Les analyses ultérieures, y compris celles de la cohorte E3N, ont précisé que :
- Le THM combiné est associé à une augmentation modeste du risque de cancer du sein, dépendant de la durée d’utilisation.
- Ce risque est plus faible ou absent avec l’œstrogène seul chez les femmes ayant subi une hystérectomie.
- Le surrisque observé est faible en valeur absolue et diminue après l’arrêt du traitement.
Certaines études indiquent que le type de progestatif utilisé pourrait également influencer le niveau de risque.
Et concernant le risque d’AVC et de thrombose veineuse ?
Le risque d’accident vasculaire cérébral et de thrombose veineuse dépend principalement de l’âge au début du traitement et des facteurs de risque individuels. Les données suggèrent que la voie orale est associée à un risque plus élevé de thrombose veineuse, tandis que la voie transdermique présente un profil de risque plus favorable.
Dans quelles conditions le rapport bénéfice/risque est-il favorable ?

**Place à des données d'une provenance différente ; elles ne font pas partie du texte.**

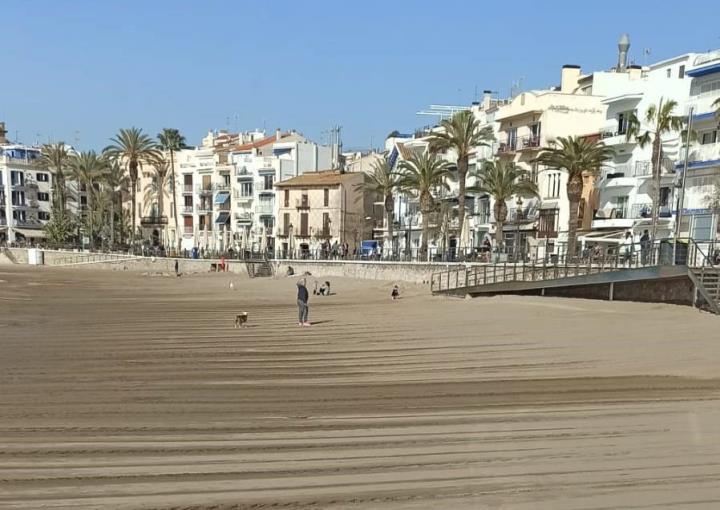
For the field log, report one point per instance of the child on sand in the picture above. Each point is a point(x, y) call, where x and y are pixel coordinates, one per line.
point(303, 297)
point(395, 294)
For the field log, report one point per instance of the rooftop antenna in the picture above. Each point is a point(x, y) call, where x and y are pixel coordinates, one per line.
point(623, 47)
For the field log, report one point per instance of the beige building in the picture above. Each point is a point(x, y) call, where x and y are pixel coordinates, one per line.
point(321, 207)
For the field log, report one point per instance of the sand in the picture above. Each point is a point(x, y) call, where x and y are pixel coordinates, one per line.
point(119, 390)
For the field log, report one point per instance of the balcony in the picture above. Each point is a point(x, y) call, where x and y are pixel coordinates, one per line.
point(204, 207)
point(153, 221)
point(507, 148)
point(243, 174)
point(245, 217)
point(528, 143)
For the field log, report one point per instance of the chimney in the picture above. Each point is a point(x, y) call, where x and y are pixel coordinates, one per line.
point(623, 46)
point(487, 99)
point(569, 78)
point(634, 72)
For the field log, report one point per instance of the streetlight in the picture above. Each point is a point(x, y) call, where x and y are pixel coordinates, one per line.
point(518, 217)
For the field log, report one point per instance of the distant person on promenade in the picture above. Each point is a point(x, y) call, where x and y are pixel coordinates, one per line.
point(303, 297)
point(645, 248)
point(627, 248)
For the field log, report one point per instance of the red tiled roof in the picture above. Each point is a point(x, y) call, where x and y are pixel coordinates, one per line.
point(254, 145)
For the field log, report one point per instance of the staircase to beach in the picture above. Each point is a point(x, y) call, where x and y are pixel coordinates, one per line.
point(656, 274)
point(259, 268)
point(709, 279)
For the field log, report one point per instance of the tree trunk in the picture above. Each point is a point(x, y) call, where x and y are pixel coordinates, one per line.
point(656, 166)
point(178, 237)
point(500, 210)
point(574, 192)
point(389, 217)
point(133, 198)
point(462, 176)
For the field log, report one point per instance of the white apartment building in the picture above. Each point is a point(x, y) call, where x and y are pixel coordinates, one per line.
point(624, 190)
point(25, 193)
point(226, 193)
point(699, 219)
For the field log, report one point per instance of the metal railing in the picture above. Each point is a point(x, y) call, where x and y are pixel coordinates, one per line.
point(594, 260)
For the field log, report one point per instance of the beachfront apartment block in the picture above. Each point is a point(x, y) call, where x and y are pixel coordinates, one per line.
point(25, 192)
point(625, 185)
point(323, 208)
point(225, 190)
point(702, 187)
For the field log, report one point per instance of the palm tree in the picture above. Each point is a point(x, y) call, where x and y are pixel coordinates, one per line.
point(577, 156)
point(133, 149)
point(463, 135)
point(155, 189)
point(384, 182)
point(56, 157)
point(420, 175)
point(502, 180)
point(116, 183)
point(88, 169)
point(660, 122)
point(170, 140)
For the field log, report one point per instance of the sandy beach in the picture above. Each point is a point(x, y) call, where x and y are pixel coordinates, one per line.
point(120, 390)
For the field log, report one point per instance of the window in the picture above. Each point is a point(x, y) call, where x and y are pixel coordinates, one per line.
point(547, 224)
point(553, 185)
point(268, 181)
point(702, 227)
point(326, 224)
point(664, 197)
point(623, 119)
point(621, 207)
point(707, 137)
point(512, 138)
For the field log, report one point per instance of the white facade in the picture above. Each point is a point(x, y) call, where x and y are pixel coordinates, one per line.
point(625, 186)
point(700, 218)
point(25, 194)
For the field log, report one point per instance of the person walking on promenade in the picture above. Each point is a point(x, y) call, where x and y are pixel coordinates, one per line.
point(303, 296)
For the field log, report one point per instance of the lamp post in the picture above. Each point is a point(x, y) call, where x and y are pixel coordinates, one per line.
point(518, 217)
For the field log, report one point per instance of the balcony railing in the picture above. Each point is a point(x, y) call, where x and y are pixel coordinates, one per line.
point(152, 221)
point(528, 142)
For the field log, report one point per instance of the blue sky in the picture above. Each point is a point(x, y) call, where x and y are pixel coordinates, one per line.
point(82, 69)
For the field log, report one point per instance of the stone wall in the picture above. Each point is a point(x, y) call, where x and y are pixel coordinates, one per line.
point(367, 270)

Une revue récente de la littérature scientifique conclut que le THM demeure le traitement le plus efficace pour soulager les symptômes de la ménopause. Le rapport bénéfice/risque est généralement favorable lorsqu’il est initié dans les premières années suivant la ménopause.
Quelles sont les contre-indications ?
Malgré ses bénéfices, le THM présente des contre-indications strictes, notamment :
- Antécédents de cancer du sein ou d’autres cancers hormono-dépendants.
- Antécédents de maladie cardiovasculaire.
- Certaines maladies du foie.
- Saignements génitaux inexpliqués.
- Antécédents de méningiome.
En bref, que faut-il retenir ?
Le THM reste la solution la plus efficace pour soulager les bouffées de chaleur et prévenir l’ostéoporose. Cependant, il ne convient pas à toutes les femmes, et une évaluation médicale est essentielle pour déterminer son utilisation.
Sources : Inserm, Haute Autorité de santé (HAS).